While Hellmann and her ilk fret and study, a great uncoordinated, unofficial assisted migration is already underway. A group of citizen scientists has moved north many seedlings of Torreya taxifolia, or Florida torreya, one of the world's rarest evergreen trees, which is currently roasting to death in its tiny range in the US South. Many conservationists predict an explosion of similar efforts by fans of particular species. And an analysis of about 350 native European plants sold at nurseries in Europe has revealed that 73 percent of them are now sold farther north than their native ranges, with a mean shift of about 600 miles. Pretty pink-flowered rock soapwort doesn't occur north of Germany, according to official ranges published by botanists. But you can buy it in Sweden and grow it in your garden. The researchers suggest that these commercial movements might help these species adapt as the climate changes. "While the debate on assisted migration continues," they write, "it is clear that, across the planet, we have already given many species an unintentional head start on climate change."

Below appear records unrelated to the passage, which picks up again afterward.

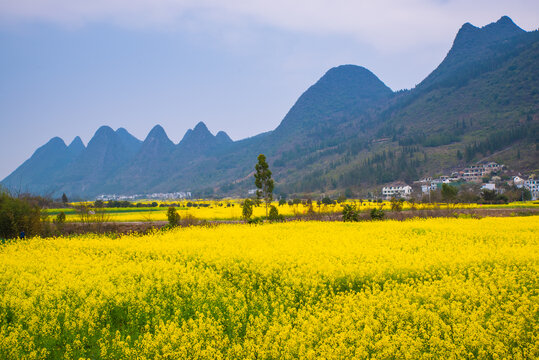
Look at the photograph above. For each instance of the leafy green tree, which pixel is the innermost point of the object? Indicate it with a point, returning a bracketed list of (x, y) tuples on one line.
[(60, 218), (377, 214), (327, 201), (173, 217), (247, 209), (396, 204), (274, 214), (263, 181), (18, 216), (350, 213)]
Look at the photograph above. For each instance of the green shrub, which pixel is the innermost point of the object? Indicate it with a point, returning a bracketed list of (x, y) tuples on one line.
[(17, 216), (377, 214), (350, 213), (274, 214), (173, 217)]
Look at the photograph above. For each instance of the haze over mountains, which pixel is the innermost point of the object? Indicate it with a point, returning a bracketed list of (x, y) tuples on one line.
[(348, 130)]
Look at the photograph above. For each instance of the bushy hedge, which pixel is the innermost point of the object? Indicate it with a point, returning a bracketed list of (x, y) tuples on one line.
[(17, 216)]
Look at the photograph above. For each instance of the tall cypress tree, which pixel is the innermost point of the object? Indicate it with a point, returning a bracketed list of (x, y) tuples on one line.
[(263, 181)]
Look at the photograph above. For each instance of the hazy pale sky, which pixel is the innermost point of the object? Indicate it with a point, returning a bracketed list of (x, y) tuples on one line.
[(70, 66)]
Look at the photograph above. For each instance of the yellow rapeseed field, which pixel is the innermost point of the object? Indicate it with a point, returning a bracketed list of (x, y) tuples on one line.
[(218, 210), (418, 289)]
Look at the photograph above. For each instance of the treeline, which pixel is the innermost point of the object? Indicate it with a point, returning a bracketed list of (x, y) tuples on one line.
[(19, 217), (499, 140), (383, 167)]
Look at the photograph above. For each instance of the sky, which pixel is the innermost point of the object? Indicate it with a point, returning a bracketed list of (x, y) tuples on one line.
[(68, 67)]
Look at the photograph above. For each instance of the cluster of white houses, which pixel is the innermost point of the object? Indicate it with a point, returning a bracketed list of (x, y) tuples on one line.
[(474, 173)]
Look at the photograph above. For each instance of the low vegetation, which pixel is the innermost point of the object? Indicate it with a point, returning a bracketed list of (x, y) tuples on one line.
[(438, 288)]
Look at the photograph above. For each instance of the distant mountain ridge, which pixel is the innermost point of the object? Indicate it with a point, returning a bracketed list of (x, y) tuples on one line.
[(348, 130)]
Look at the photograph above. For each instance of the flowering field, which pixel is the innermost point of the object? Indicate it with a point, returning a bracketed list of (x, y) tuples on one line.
[(231, 210), (419, 289)]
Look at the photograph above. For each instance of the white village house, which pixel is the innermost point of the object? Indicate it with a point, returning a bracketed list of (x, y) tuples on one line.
[(398, 190)]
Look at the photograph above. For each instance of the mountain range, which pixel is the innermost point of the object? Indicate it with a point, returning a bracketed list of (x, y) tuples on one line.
[(347, 131)]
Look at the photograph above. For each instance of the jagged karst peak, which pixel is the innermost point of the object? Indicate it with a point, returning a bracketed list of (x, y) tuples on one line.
[(157, 132), (55, 141), (223, 137), (76, 143), (103, 131), (199, 133), (157, 136), (470, 36), (201, 127)]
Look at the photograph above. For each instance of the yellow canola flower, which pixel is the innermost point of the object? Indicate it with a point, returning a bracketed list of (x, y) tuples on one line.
[(419, 289)]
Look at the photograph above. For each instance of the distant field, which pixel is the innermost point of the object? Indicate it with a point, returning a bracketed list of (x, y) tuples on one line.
[(417, 289), (218, 210)]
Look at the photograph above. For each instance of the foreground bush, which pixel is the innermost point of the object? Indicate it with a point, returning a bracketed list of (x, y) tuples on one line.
[(16, 216), (421, 289)]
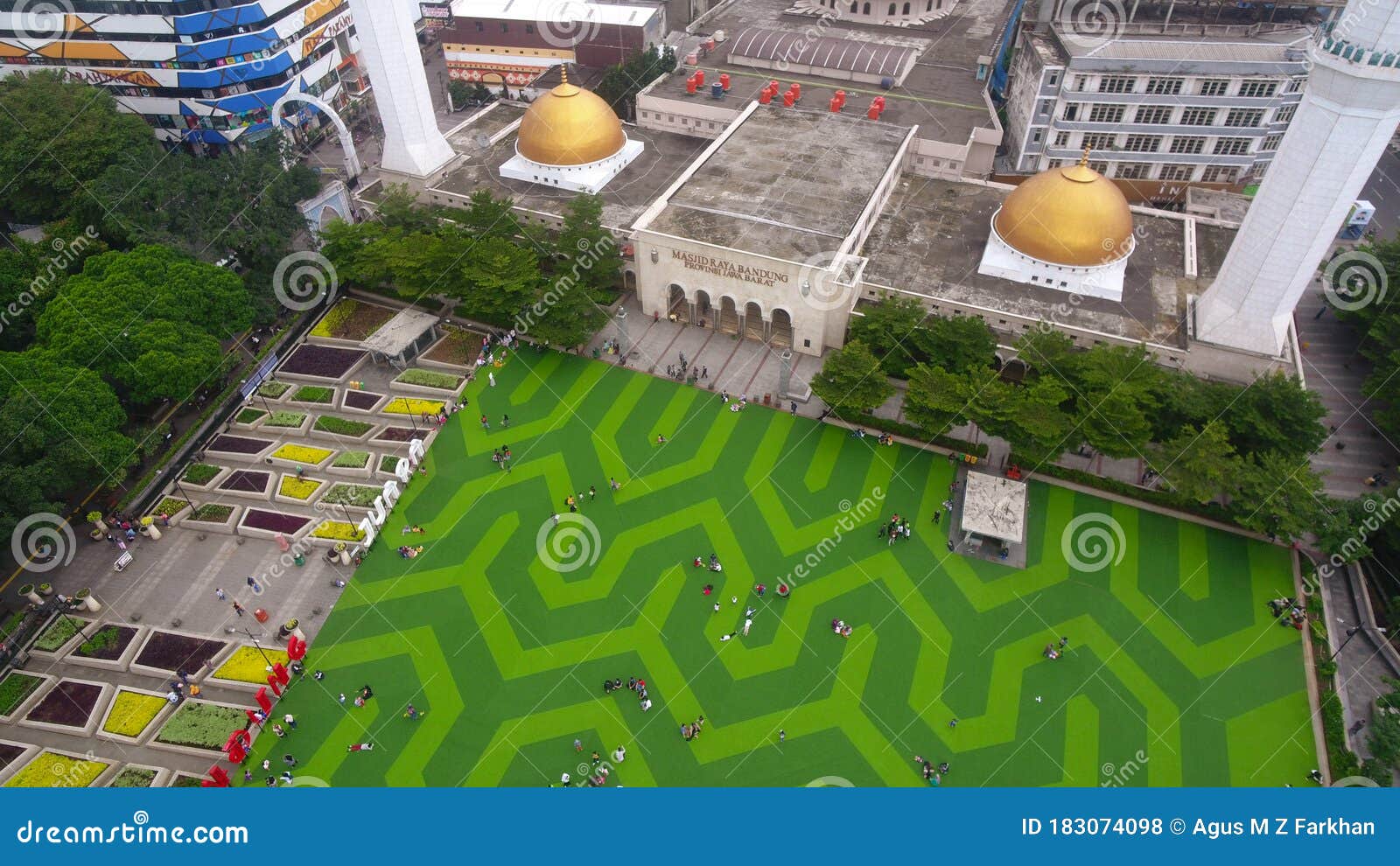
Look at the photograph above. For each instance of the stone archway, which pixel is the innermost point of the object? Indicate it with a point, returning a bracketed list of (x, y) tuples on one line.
[(352, 157)]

Undoubtedly true. But there are likely few mosses, lichens or invertebrates in those seed catalogs. People tend to care more about certain kinds of species. And thus, Hellmann says she doesn't think the approach is "a panacea for saving biodiversity under threat from climate change." "There are some species that are very important, and for the species that are really important, people will do it ... but I have a hard time imagining how we would apply it to all the beetles and the microbes, the vast majority of biodiversity. No one is going to pick them up and move them."